898738 Aborting node because pm_tick delay of %lld ms exceeds %lld ms

Description:

The system is unable to send heartbeats for a long time. (This is half of the minimum of timeout values of all the paths. If the timeout values for all the paths is 10 secs then this value is 5 secs.) There is probably heavy interrupt activity causing the clock thread to get delayed, which in turn causes irregular heartbeats. The node is aborted because it is considered to be in 'sick' condition and it is better to abort this node instead of causing other nodes (or the cluster) to go down.

Solution:

Check to see what is causing high interrupt activity and configure the system accordingly.


899278 Retry_count exceeded in Retry_interval

Description:

Fault monitor has detected problems in RDBMS server. Number of restarts through fault monitor exceed the count specified in 'Retry_count' parameter in 'Retry_interval'. Database server is unable to survive on this node. Switching over the resourge group to other node.

Solution:

Please check the RDBMS setup and server configuration.


899305 clexecd: Daemon exiting because child died.

Description:

Child process in the clexecd program is dead.

Solution:

If this message is seen when the node is shutting down, ignore the message. If thats not the case, the node will halt or reboot itself to prevent data corruption. Contact your authorized Sun service provider to determine whether a workaround or patch is available.


899648 Failed to process the resource information.

Description:

A Sun cluster data service is unable to retrieve the resource property information. Low memory or API call failure might be the reasons.

Solution:

In case of low memory, the problem will probably cured by rebooting. If the problem reoccurs, you might need to increase swap space by configuring additional swap devices. Otherwise, if it is API call failure, check the syslog messages from other components.
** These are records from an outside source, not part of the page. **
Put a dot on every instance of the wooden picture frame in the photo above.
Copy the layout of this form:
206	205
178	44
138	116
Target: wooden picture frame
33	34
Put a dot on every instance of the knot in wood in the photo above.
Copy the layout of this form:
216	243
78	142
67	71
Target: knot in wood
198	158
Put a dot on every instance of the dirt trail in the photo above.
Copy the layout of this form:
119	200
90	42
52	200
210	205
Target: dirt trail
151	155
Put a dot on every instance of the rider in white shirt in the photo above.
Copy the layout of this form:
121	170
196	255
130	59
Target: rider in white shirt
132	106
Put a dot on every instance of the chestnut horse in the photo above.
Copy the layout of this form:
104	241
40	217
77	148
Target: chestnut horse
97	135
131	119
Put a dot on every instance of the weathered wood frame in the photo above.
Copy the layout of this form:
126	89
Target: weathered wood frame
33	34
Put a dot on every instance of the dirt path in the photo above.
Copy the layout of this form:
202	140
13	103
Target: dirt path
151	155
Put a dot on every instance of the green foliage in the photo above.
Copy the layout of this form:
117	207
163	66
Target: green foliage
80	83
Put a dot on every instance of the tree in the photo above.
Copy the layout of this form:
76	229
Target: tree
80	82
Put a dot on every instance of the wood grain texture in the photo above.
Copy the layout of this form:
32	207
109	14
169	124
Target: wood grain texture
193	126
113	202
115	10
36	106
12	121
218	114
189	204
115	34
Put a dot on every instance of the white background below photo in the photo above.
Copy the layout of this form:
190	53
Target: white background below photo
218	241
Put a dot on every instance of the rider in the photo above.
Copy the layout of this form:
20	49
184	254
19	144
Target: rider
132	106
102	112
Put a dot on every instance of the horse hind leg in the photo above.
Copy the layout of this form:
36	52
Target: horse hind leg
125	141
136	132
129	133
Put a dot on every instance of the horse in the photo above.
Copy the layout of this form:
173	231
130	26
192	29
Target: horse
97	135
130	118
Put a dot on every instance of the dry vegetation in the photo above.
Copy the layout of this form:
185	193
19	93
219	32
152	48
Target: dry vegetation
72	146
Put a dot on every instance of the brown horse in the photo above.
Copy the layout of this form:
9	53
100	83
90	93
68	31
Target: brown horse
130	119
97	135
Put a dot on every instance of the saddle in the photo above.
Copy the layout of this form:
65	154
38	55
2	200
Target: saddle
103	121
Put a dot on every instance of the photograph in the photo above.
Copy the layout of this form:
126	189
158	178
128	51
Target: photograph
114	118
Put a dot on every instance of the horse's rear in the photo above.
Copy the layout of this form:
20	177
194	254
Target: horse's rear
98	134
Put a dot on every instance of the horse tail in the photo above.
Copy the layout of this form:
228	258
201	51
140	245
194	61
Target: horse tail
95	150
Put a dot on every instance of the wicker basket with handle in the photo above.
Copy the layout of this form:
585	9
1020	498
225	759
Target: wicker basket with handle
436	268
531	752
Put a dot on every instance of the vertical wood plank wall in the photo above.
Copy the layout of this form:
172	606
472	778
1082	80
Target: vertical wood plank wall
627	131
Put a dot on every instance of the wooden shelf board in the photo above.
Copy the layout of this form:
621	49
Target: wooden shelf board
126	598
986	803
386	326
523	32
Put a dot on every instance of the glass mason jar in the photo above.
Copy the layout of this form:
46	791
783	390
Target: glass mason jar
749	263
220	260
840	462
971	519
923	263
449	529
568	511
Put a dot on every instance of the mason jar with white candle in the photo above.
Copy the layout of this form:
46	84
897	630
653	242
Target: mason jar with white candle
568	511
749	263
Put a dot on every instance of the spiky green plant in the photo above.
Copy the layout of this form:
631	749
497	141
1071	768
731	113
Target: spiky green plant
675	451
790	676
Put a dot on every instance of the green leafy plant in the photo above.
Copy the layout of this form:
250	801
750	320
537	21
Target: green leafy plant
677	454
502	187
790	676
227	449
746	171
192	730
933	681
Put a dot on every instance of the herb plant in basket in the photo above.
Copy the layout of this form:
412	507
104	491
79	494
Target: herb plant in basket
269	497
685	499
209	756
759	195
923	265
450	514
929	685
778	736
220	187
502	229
899776 ERROR: scha_control() was called on resource group <%s>, resource <%s> before the RGM started

Description:

This message most likely indicates that a program called scha_control(1ha,3ha) before the RGM had started up. Normally, scha_control is called by a resource monitor to request failover or restart of a resource group. If the RGM had not yet started up on the cluster, no resources or resource monitors should have been running on any node. The scha_control call will fail with a SCHA_ERR_CLRECONF error.

Solution:

On the node where this message appeared, confirm that rgmd was not yet running (i.e., the cluster was just booting up) when this message was produced. Find out what program called scha_control. If it was a customer-supplied program, this most likely represents an incorrect program behavior which should be corrected. If there is no such customer-supplied program, or if the cluster was not just starting up when the message appeared, contact your authorized Sun service provider for assistance in diagnosing the problem.